NVIDIA Dynamo Planner: Automating Multi-Node LLM Inference with SLO-Driven Automation (2026)

NVIDIA Dynamo Planner: Revolutionizing Multi-Node LLM Inference with SLO-Driven Automation

The collaboration between Microsoft and NVIDIA has taken a significant leap forward with the release of Part 2 of their joint effort, focusing on optimizing large language model (LLM) inference on Azure Kubernetes Service (AKS). The initial announcement aimed for an impressive raw throughput of 1.2 million tokens per second on distributed GPU systems, but the latest release takes it a step further by introducing automated resource planning and dynamic scaling features.

At the heart of this innovation are two powerful tools: the Dynamo Planner Profiler and the SLO-based Dynamo Planner. These tools work in harmony to tackle the complex challenge of "rate matching" in disaggregated serving, where inference workloads are divided into prefill operations (processing input context) and decode operations (generating output tokens), each running on separate GPU pools. Without these tools, developers face the daunting task of manually determining the optimal GPU allocation for these phases, a process that can consume vast amounts of time and GPU resources.

The Dynamo Planner Profiler acts as a pre-deployment simulation powerhouse. It automates the search for the best configurations, eliminating the need for manual testing of various parallelization strategies and GPU counts. Developers define their requirements in a DynamoGraphDeploymentRequest (DGDR) manifest, and the profiler conducts an automated sweep of the configuration space, testing different tensor parallelism sizes for both prefill and decode stages. This meticulous process ensures that the chosen settings maximize throughput while adhering to strict latency limits.

One of the standout features of the profiler is its AI Configurator mode, which can simulate performance in just 20 to 30 seconds based on pre-measured performance data. This rapid iteration capability allows teams to fine-tune configurations without committing to physical GPU resources, resulting in a "Goodput" that strikes the perfect balance between throughput and latency constraints.

Once the system is in production, the SLO-based Dynamo Planner takes center stage as a runtime orchestration engine. Unlike traditional load balancers, it is "LLM-aware," monitoring the cluster state, including key-value cache load in the decode pool and prefill queue depth. By leveraging the performance bounds provided by the profiler, the Planner dynamically scales prefill and decode workers to meet service level goals as traffic patterns fluctuate.

To illustrate the power of these capabilities, the announcement presents a detailed scenario involving an airline assistant powered by the Qwen3-32B-FP8 model. This model adheres to strict service level agreements, ensuring a Time to First Token of 500 milliseconds and an Inter-Token Latency of 30 milliseconds. During normal operations with short passenger queries, the system operates with a single prefill worker and a single decode worker. However, when a weather disruption leads to a surge in complex rerouting requests from 200 users, the Planner swiftly scales up to two prefill workers while maintaining one decode worker, ensuring that the system remains within latency targets even during the traffic spike.

This release builds upon the foundation laid by the original Dynamo announcement, which was covered by InfoQ in December 2024. The article highlighted how Dynamo's design separates compute-intensive and memory-bound tasks across multiple GPUs, enabling teams to optimize each phase independently and match resources to workload requirements. For instance, in an e-commerce app, the prefill task might process thousands of tokens, while the decode task generates concise descriptions.

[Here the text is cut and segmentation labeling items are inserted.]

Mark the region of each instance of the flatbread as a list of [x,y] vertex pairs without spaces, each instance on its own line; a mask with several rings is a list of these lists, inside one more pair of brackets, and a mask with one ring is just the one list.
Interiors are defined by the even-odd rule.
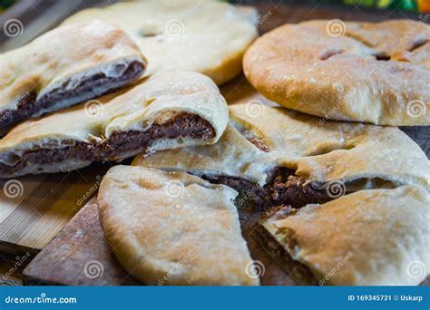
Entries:
[[0,178],[69,171],[142,151],[215,143],[228,113],[207,76],[154,74],[119,95],[16,126],[0,140]]
[[121,29],[102,22],[54,29],[0,55],[0,130],[96,98],[136,81],[146,59]]
[[[255,203],[263,214],[261,243],[298,284],[416,285],[425,278],[430,162],[404,132],[320,123],[263,105],[232,105],[230,118],[216,144],[142,154],[132,165],[192,173],[239,192],[238,208]],[[285,222],[271,228],[279,215]]]
[[[417,286],[430,270],[430,195],[416,186],[361,190],[322,205],[308,205],[262,220],[314,284]],[[268,242],[270,242],[269,240]],[[282,257],[282,256],[280,256]],[[305,278],[305,276],[303,276]]]
[[113,253],[144,284],[255,286],[236,196],[183,172],[115,166],[97,201]]
[[323,121],[430,125],[430,26],[308,21],[258,39],[248,80],[267,98]]
[[[253,114],[259,109],[259,113]],[[285,108],[235,104],[214,145],[140,155],[134,164],[240,178],[263,187],[278,167],[302,184],[420,185],[430,190],[430,162],[397,128],[327,121]],[[386,181],[386,183],[378,181]],[[388,184],[389,183],[389,184]]]
[[145,76],[196,71],[220,85],[241,72],[243,53],[258,35],[251,21],[257,12],[247,14],[251,17],[227,3],[162,0],[83,10],[64,23],[98,19],[122,27],[148,58]]

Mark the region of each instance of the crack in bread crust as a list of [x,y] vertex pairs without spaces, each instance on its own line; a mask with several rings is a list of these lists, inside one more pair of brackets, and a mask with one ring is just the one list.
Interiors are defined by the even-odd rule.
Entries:
[[[58,87],[38,99],[36,99],[36,92],[28,92],[18,101],[16,109],[0,112],[0,131],[5,131],[13,124],[25,119],[44,114],[40,113],[41,111],[58,110],[54,108],[54,105],[58,105],[61,102],[69,102],[67,106],[71,106],[115,91],[136,80],[142,75],[144,68],[144,63],[133,61],[128,63],[127,68],[119,76],[108,76],[103,73],[98,73],[91,77],[81,79],[72,90]],[[70,79],[64,82],[64,86],[71,82]]]
[[114,131],[102,142],[70,141],[73,145],[61,149],[27,150],[14,166],[0,163],[0,176],[7,178],[30,164],[51,164],[71,159],[102,162],[121,160],[147,150],[158,139],[187,137],[206,140],[214,136],[215,130],[208,121],[195,114],[179,113],[172,120],[152,125],[145,131]]

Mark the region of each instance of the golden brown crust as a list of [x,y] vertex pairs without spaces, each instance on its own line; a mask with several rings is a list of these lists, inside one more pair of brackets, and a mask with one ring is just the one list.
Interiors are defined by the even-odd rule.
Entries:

The transition from manual setup to automated, SLO-driven resource management represents a significant advancement in managing large language model deployment on Kubernetes. The Planner components provide a powerful toolkit that translates latency requirements into GPU allocation and scaling decisions, reducing the operational burden of running disaggregated inference architectures. This automation is particularly beneficial for organizations dealing with reasoning-intensive or long-context LLMs, simplifying the management of complex multi-node GPU setups and ensuring that service level goals are consistently met, even during varying traffic patterns.

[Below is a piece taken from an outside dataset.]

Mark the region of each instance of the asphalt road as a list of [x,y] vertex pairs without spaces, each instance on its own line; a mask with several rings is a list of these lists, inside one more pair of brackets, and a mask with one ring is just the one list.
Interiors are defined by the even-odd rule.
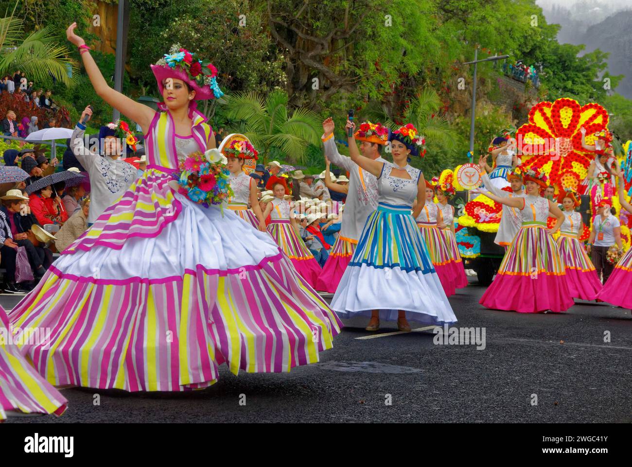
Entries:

NVIDIA Dynamo Planner: Automating Multi-Node LLM Inference with SLO-Driven Automation (2026)
Top Articles
Latest Posts
Recommended Articles
Article information

Author: Arline Emard IV

Last Updated:

Views: 5599

Rating: 4.1 / 5 (72 voted)

Reviews: 95% of readers found this page helpful

Author information

Name: Arline Emard IV

Birthday: 1996-07-10

Address: 8912 Hintz Shore, West Louie, AZ 69363-0747

Phone: +13454700762376

Job: Administration Technician

Hobby: Paintball, Horseback riding, Cycling, Running, Macrame, Playing musical instruments, Soapmaking

Introduction: My name is Arline Emard IV, I am a cheerful, gorgeous, colorful, joyous, excited, super, inquisitive person who loves writing and wants to share my knowledge and understanding with you.